Biri cinsiyetçilik yapıyor “Gık” diyosun “Beni yıpratmaya kalkıyorlar” diyo. Öteki ırkçılık yapıyor “Hop” diyosun “Beni linç ediyorlar” diyo. Bi tanesi gazetecilere “Onu çekme bunu çek” diye edep yerini gösteriyor, ama nasıl oluyorsa yine “terbiyesiz” gazeteci oluyor.
Şimdi ben birilerinin üzerinden ünlü olmak istiyorum. Bu yazıda birkaç kişiyi deneyeceğim, e biri olmazsa bir diğeri üzerinden meşhur olurum düşüncesindeyim.
Öncelikle, Trabzonspor Basın Sözcüsü Yakup Aslan’ın “Bu sezon %99 Beşiktaş’ı şampiyon yapacaklar” cümlesine “Nasıl yani?” demek istiyorum. Hep birilerini böyle ciddi bir dille bir şeye davet etmek istemiştim, o hevesle, kendisini bildiği bir şey varsa açıklamaya davet ediyorum. Nasıl yani Sayın Aslan, biraz açıklar mısınız?

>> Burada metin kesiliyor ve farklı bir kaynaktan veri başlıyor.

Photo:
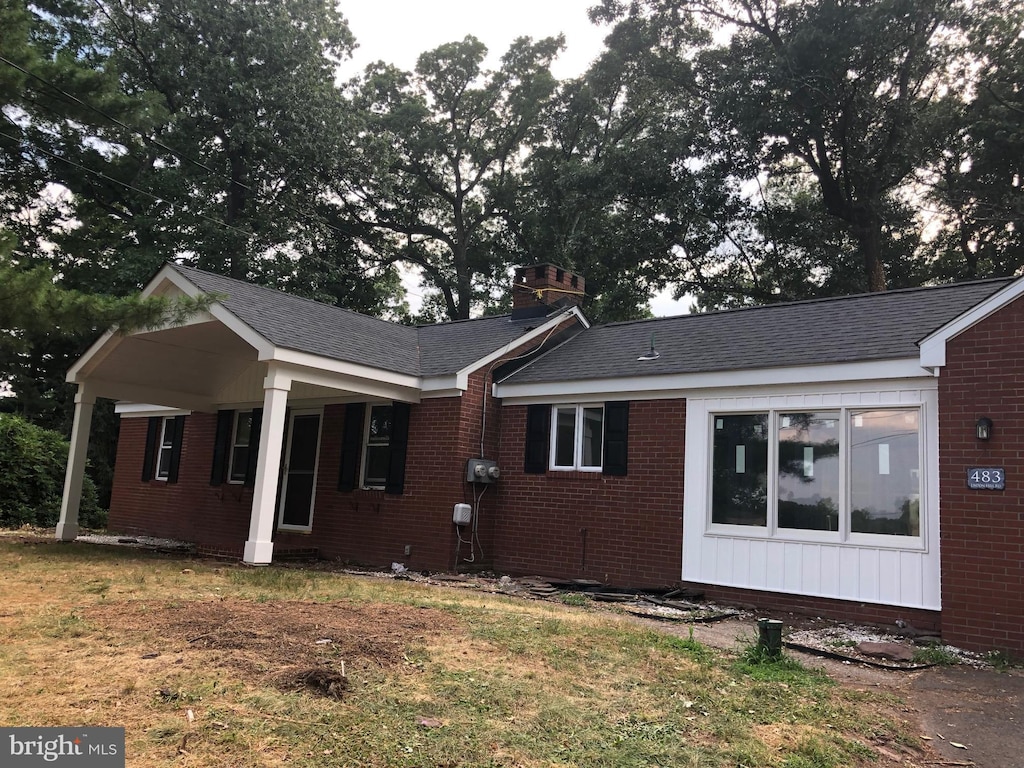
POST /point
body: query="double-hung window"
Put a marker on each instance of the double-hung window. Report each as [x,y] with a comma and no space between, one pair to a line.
[377,445]
[844,473]
[165,449]
[241,440]
[577,437]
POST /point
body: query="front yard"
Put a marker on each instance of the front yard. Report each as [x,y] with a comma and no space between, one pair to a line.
[210,664]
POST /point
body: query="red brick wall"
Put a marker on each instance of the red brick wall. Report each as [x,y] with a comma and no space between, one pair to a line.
[621,530]
[178,510]
[363,526]
[982,531]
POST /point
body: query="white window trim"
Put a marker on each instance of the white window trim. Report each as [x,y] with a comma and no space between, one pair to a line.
[233,444]
[845,536]
[366,444]
[578,465]
[317,412]
[161,448]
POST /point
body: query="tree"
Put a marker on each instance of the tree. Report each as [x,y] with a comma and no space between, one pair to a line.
[440,150]
[980,178]
[858,94]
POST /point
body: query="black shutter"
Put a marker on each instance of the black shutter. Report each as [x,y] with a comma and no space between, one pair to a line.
[351,437]
[221,446]
[538,438]
[152,437]
[397,446]
[178,431]
[254,448]
[616,430]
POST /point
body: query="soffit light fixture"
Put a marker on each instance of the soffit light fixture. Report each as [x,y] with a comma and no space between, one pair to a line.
[983,429]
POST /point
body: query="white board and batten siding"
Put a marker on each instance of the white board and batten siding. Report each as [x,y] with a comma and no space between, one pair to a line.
[899,570]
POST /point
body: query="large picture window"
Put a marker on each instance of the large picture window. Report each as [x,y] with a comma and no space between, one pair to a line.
[844,472]
[577,437]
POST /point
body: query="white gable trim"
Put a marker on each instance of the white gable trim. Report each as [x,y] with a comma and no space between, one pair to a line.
[166,278]
[933,347]
[462,377]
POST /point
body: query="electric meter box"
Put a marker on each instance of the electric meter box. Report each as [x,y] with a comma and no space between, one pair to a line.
[481,470]
[462,515]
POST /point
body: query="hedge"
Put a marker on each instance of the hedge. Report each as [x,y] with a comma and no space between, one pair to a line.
[32,473]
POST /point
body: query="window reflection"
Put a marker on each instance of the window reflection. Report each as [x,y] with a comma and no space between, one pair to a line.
[739,470]
[808,471]
[885,472]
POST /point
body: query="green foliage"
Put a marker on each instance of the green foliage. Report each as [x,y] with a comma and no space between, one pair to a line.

Sonra “Hiiiiiiç karışmasın bana kimse. Hakemsiz şampiyon olunmaz. Bu işleri bırakacaklar. Şampiyonluk çok güzel bir şeydir, şampiyonluğa giderken kimse kendini kandırmasın, kimse de centilmen İngiliz pozları da yapmasın. Şampiyonluğa giderken her yol mubahtır” diyen Sinan Engin’e, bu söylediğinin ne anlama geldiğinin farkında olup olmadığını sormak istiyorum. Buradan prim yapmak istiyorum. Sayın Engin, siz ne dediğinizin farkında mısınız?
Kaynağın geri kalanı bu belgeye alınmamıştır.